Vincenti e il figlio Andrea, avvocato, erano indagati dal giugno scorso dalla Procura di Caltanissetta per corruzione e rivelazione di notizie riservate nell’ambito dell’indagine sulla presunta fuga di notizie relativa all’ex patron del Palermo Maurizio Zamparini che avrebbe appreso preventivamente della pendenza di una richiesta di custodia cautelare nei suoi confronti.

L’inchiesta sui Vincenti è una costola dell’indagine sull’ex patron del Palermo calcio Maurizio Zamparini e in particolare sulle talpe che avrebbero permesso al presidente rosa di prevenire alcune mosse degli investigatori.
Nell’ambito di questa indagine il 13 giugno scorso gli ufficiali del nucleo di polizia economico finanziaria si sono presentati davanti alla residenza di Cesare Vincenti, capo dei gip di Palermo notificandogli l’avviso come indagato nella vicenda per rivelazione di notizie riservate, corruzione e abuso d’ufficio.
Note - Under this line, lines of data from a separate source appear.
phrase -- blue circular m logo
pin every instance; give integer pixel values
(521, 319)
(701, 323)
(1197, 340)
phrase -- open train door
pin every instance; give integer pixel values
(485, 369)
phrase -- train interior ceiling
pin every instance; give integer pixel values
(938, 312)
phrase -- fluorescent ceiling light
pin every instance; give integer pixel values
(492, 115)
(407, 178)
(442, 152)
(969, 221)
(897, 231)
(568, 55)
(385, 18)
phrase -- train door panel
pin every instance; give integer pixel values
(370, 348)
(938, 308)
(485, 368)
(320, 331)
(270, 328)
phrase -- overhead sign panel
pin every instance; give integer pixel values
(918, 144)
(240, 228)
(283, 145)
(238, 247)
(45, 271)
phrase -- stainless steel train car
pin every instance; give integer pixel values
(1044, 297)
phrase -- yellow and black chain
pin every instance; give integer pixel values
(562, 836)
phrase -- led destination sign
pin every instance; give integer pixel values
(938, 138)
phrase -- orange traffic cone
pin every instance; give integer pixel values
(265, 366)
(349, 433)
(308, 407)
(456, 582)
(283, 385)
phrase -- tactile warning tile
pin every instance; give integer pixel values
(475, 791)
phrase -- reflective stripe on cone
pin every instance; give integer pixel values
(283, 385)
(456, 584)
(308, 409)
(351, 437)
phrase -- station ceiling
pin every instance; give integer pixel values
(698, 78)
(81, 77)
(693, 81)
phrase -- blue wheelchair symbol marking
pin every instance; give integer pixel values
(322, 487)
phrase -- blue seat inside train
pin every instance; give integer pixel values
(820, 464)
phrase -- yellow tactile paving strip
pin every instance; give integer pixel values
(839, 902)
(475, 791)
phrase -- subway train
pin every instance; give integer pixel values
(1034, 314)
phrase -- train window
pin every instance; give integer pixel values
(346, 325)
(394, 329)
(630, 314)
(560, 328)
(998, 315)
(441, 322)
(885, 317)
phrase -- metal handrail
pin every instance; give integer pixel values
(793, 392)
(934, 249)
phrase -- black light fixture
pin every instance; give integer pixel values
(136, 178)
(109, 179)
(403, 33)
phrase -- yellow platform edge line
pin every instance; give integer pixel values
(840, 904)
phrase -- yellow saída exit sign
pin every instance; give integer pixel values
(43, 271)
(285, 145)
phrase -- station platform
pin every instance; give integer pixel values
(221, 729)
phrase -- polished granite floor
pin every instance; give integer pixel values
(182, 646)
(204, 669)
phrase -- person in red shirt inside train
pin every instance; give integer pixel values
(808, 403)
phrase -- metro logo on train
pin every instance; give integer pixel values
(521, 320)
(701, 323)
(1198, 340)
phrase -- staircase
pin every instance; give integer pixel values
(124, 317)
Nel registro degli indagati compare anche il nome del figlio, l’avvocato Andrea Vincenti. Ma c’è anche il nome di un altro magistrato, è quello di Alida Marinuzzi del tribunale civile. Alla giudice viene contestato il reato di abuso d’ufficio. Secondo la Procura di Caltanissetta Marinuzzi avrebbe firmato un provvedimento su una vendita all’asta di un immobile pignorato che interessava al figlio di Vincenti.

Vincenti figlio, in quelle ore, si lasciò andare ad alcune dichiarazioni anche sulla vendita delle casa all’asta resa possibile, secondo le accuse mosse, grazie al presunto tentativo da parte del padre di fare pressione sul giudice Marinuzzi per agevolare la vendita. “Niente di illegittimo – aveva chiarito Vincenti -. Mia madre aveva individuato una casa in via Notarbartolo per mia sorella che doveva sposarsi. Ma su quella casa c’era un pignoramento in corso. Ci siamo allora fatti carico del necessario, c’era però bisogno della firma del giudice per chiudere la procedura esecutiva”.
La tragedia si è consumata in via Mario Rapisardi ed ha lasciato sotto shock residenti e passanti.
Secondo le testimonianze raccolte nell’immediatezza dei fatti il giudice soffriva di crisi depressive ma questo aspetto dovrà essere chiarito come tanti altri.
Cesare Vincenti era andato in pensione il 19 giugno scorso, così come previsto da tempo. Circa due settimane fa, come è prassi negli uffici giudiziari, Vincenti aveva organizzato una festa di commiato per il suo pensionamento al Palazzo di Giustizia.
Alla cerimonia aveva partecipato però solo il personale amministrativo del suo ufficio; l’unico magistrato presente aveva spiegato che i colleghi non avevano potuto prendere parte perché già impegnati.